At a hearing in Manhattan on Friday, at which Trump appeared virtually from his Mar-a-Lago estate in Florida, Justice Juan Merchan declined to sentence the president-elect to prison time or impose any fines, instead setting him free on an “unconditional discharge”.
Merchan, who oversaw the first-ever criminal trial against a former US president in the spring, said in brief remarks before announcing his decision that it was “the only lawful sentence . . . without encroaching on the highest office in the land”.
He added that, despite the “far reaching protections” afforded to holders of the office, “they do not reduce the seriousness of the crime” nor do they bestow the “power to erase a jury verdict”.
Trump, wearing a resigned, glum look, had earlier railed against the case, calling it a “weaponisation of government” and claiming that Manhattan district attorney Alvin Bragg, who was sitting in the court, never wanted to bring the charges.
“I am totally innocent, I did nothing wrong . . . I got indicted over calling a legal expense a legal expense,” Trump told the court. “I think it is an embarrassment to New York.”
The proceedings attracted little of the media frenzy that accompanied Trump’s seven-week trial last year, which took place in the midst of his third presidential campaign. It marks the symbolic end of a years-long attempt by state and federal prosecutors to convict Trump on a number of alleged crimes, from trying to overturn the 2020 election results to the retention of classified documents after his previous departure from the White House.
The two federal criminal cases against the 78-year-old were in jeopardy after the Supreme Court ruled this year that presidents enjoy broad immunity from prosecutions for official acts while in office.

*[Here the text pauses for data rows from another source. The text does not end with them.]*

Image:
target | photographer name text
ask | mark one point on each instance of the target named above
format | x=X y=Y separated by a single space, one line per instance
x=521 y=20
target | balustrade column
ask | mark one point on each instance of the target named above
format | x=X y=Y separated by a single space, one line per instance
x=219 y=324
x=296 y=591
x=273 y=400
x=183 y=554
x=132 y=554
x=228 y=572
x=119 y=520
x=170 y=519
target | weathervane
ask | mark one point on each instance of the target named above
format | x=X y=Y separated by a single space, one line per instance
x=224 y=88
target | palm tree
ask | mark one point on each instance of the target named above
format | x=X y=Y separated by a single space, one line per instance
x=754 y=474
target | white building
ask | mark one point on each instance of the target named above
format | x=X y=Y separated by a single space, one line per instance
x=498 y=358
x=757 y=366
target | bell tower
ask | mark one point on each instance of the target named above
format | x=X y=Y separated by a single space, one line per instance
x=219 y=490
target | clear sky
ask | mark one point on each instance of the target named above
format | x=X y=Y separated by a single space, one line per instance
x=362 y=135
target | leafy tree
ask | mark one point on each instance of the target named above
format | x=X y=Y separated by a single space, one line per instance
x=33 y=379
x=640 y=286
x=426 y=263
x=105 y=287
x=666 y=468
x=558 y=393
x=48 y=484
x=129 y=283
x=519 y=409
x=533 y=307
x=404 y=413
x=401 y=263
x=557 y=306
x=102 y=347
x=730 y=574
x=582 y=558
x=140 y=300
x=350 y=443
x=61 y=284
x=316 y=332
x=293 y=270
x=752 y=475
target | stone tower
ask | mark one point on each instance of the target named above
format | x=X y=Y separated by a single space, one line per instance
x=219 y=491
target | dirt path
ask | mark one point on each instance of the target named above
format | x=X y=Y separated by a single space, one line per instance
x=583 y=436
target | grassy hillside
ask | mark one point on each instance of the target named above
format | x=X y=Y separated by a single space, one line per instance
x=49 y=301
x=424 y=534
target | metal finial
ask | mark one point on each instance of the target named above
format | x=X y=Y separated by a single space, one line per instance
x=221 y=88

They are now being wound up by Joe Biden’s justice department, in keeping with the agency’s long-standing policy of not pursuing sitting presidents.
An election interference case in Georgia has been compromised by the district attorney’s failure to disclose a romance with the key prosecutor she brought on to the case, which resulted in her disqualification.
The Manhattan case, which was the first to be brought and the only one to reach a conclusion, has also been thwarted by Trump’s re-election.
Trump was found guilty on 34 felony counts, after a jury found he had falsified business records related to payments made to porn actor Stormy Daniels, who threatened to go public with allegations of an affair with the real-estate mogul in the lead-up to the 2016 election.
But Bragg did not fight several attempts to delay sentencing. Once Trump beat Kamala Harris in November, he declined to seek any punishment for the president-elect, beyond Friday’s symbolic sentence.
Trump, who has consistently decried the proceedings as a “witch hunt” by Democratic prosecutors, nonetheless tried to prevent sentencing from taking place, appealing to New York’s higher courts and to the US Supreme Court.
On Thursday night, hours before sentencing was due to take place, a 5-4 majority on the Supreme Court declined to grant Trump’s request, saying there was no indication that the proceedings would interfere greatly with Trump’s preparations to re-enter the White House.
Trump, who has vowed retribution against his political enemies and those who brought cases against him, plans to install several of his senior lawyers in key positions, including at the Department of Justice, when he returns to Washington.